而站在一旁的郑家人,此时更是炸开了锅。老族长气得满脸通红,连那花白的胡子都被吹得飘了起来,手中的拐杖更是被他狠狠地杵在地上,发出“哐哐”的响声,仿佛整个地面都在为之颤抖。
“这算怎么回事!”老族长怒不可遏地吼道,“咱家好好的儿郎,凭什么要去做那驸马!”他的声音在空气中回荡,带着无尽的怒气和不解。

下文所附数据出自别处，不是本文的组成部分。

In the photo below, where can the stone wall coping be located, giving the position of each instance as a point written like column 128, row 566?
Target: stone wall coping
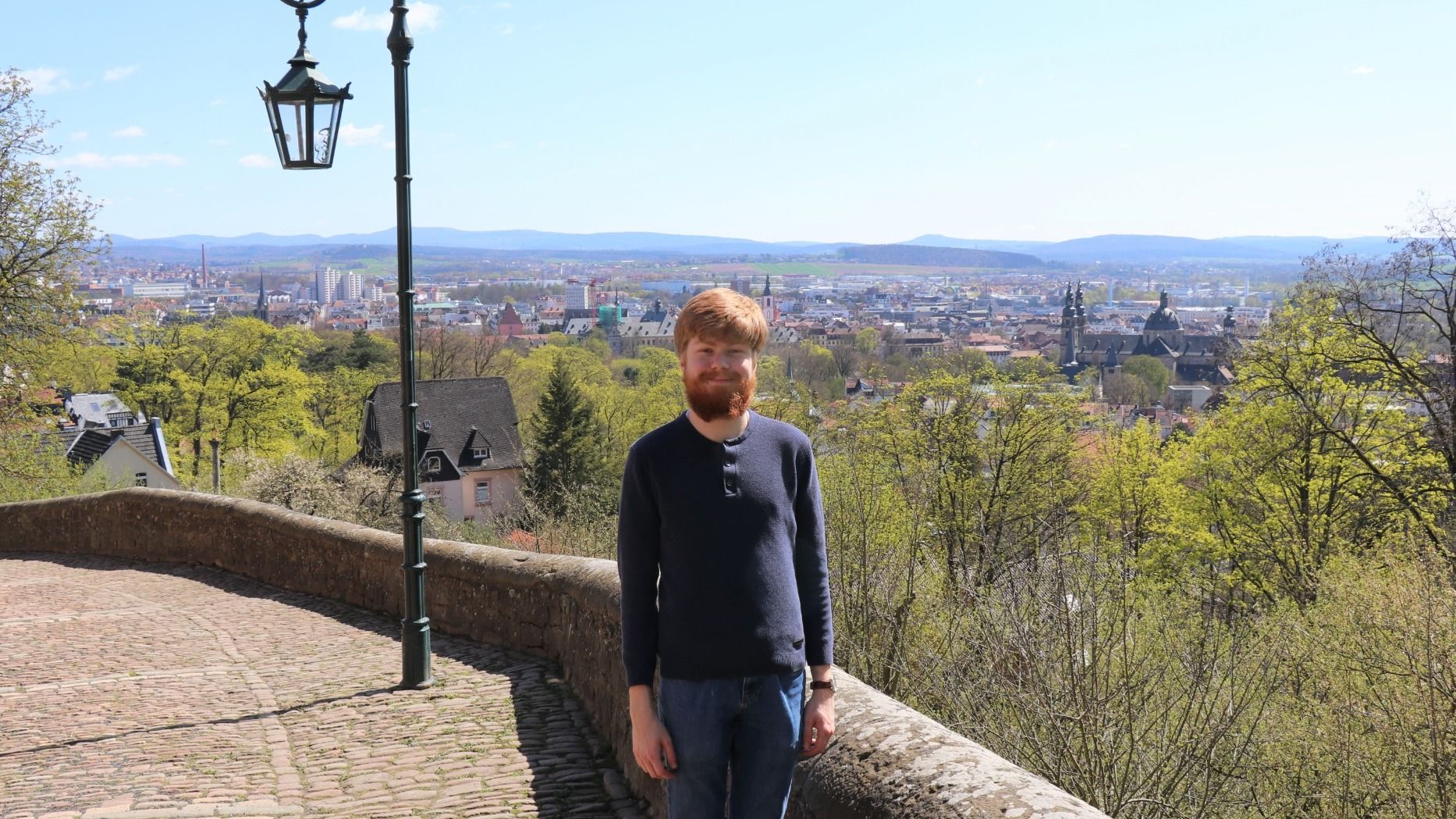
column 887, row 761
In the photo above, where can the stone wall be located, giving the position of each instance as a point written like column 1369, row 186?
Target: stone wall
column 886, row 763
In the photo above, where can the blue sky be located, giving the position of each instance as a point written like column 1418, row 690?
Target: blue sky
column 766, row 119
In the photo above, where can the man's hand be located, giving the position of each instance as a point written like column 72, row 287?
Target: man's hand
column 819, row 723
column 650, row 741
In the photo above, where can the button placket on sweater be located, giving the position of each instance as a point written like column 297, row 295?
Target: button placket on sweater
column 730, row 461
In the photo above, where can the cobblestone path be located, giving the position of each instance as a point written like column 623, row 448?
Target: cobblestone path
column 131, row 691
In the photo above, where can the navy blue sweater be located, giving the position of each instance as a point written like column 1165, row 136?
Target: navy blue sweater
column 737, row 534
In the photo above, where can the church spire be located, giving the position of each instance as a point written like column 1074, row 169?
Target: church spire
column 261, row 311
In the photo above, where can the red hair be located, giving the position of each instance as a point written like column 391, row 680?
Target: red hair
column 721, row 315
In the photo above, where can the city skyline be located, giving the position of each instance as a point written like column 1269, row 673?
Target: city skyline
column 829, row 123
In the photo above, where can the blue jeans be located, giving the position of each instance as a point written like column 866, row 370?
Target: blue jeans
column 737, row 742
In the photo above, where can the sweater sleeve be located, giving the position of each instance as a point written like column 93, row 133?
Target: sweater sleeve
column 811, row 563
column 638, row 543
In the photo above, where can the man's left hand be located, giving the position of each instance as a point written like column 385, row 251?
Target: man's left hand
column 819, row 723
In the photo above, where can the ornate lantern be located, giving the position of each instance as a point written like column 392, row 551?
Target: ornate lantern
column 304, row 109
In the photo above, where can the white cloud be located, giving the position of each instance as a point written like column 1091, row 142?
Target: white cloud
column 119, row 159
column 423, row 16
column 47, row 80
column 351, row 134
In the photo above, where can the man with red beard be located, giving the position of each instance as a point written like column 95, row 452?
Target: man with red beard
column 724, row 583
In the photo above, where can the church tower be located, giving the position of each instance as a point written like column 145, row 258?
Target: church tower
column 766, row 302
column 1163, row 324
column 261, row 311
column 1069, row 331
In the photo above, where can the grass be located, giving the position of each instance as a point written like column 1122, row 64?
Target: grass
column 795, row 269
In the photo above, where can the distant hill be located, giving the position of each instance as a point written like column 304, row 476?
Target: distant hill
column 1008, row 245
column 502, row 240
column 943, row 257
column 1142, row 248
column 538, row 244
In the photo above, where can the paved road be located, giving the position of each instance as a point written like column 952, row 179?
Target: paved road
column 131, row 691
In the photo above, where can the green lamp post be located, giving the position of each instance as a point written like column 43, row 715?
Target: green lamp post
column 304, row 114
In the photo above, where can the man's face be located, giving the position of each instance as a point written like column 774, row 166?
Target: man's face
column 719, row 378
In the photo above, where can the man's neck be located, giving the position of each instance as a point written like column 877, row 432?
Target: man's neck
column 719, row 429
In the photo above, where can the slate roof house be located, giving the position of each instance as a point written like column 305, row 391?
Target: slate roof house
column 133, row 455
column 469, row 449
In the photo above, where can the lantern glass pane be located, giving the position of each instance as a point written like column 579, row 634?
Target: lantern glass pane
column 293, row 119
column 272, row 127
column 324, row 130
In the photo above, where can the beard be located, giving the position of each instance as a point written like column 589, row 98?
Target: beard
column 712, row 401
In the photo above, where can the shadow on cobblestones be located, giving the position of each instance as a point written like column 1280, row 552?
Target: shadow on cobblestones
column 499, row 731
column 194, row 725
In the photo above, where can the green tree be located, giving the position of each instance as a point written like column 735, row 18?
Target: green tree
column 45, row 235
column 565, row 458
column 236, row 379
column 357, row 350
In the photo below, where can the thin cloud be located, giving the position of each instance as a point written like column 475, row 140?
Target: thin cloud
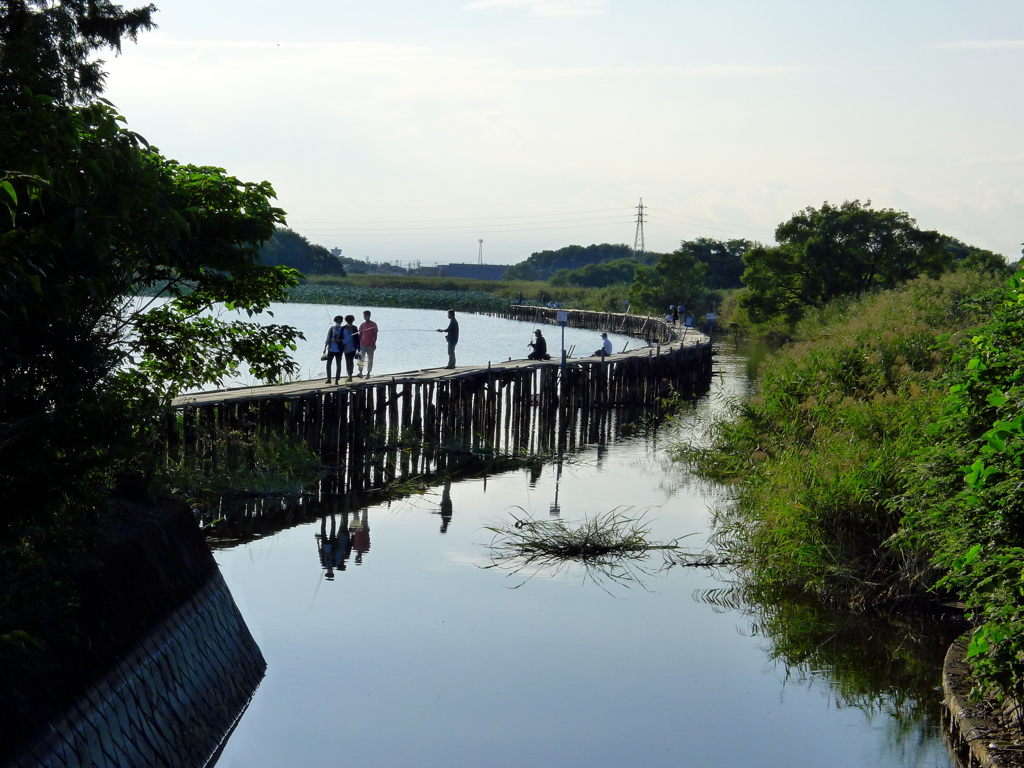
column 546, row 8
column 981, row 44
column 700, row 71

“就是啊!”一位长辈也跟着附和道,满脸的怒气让他的唾沫星子都飞溅了出来,“状元郎前程无量,何苦要入那皇家牢笼!”
“对啊,这不是把孩子往火坑里推吗!”另一位长辈也愤愤不平地说道。
郑灏的父亲站在一旁,眉头紧紧地皱着,眼神中充满了忧虑。他沉默了片刻,终于咬咬牙说道:
“明日去提亲,你先成婚吧。”
他的声音虽然低沉,但却像一把重锤一样,狠狠地敲在了人们的心上,透露出一种无法动摇的决然。
显然,他是铁了心要赶在儿子成为驸马之前,先让他成家,以此来断绝皇家的念想。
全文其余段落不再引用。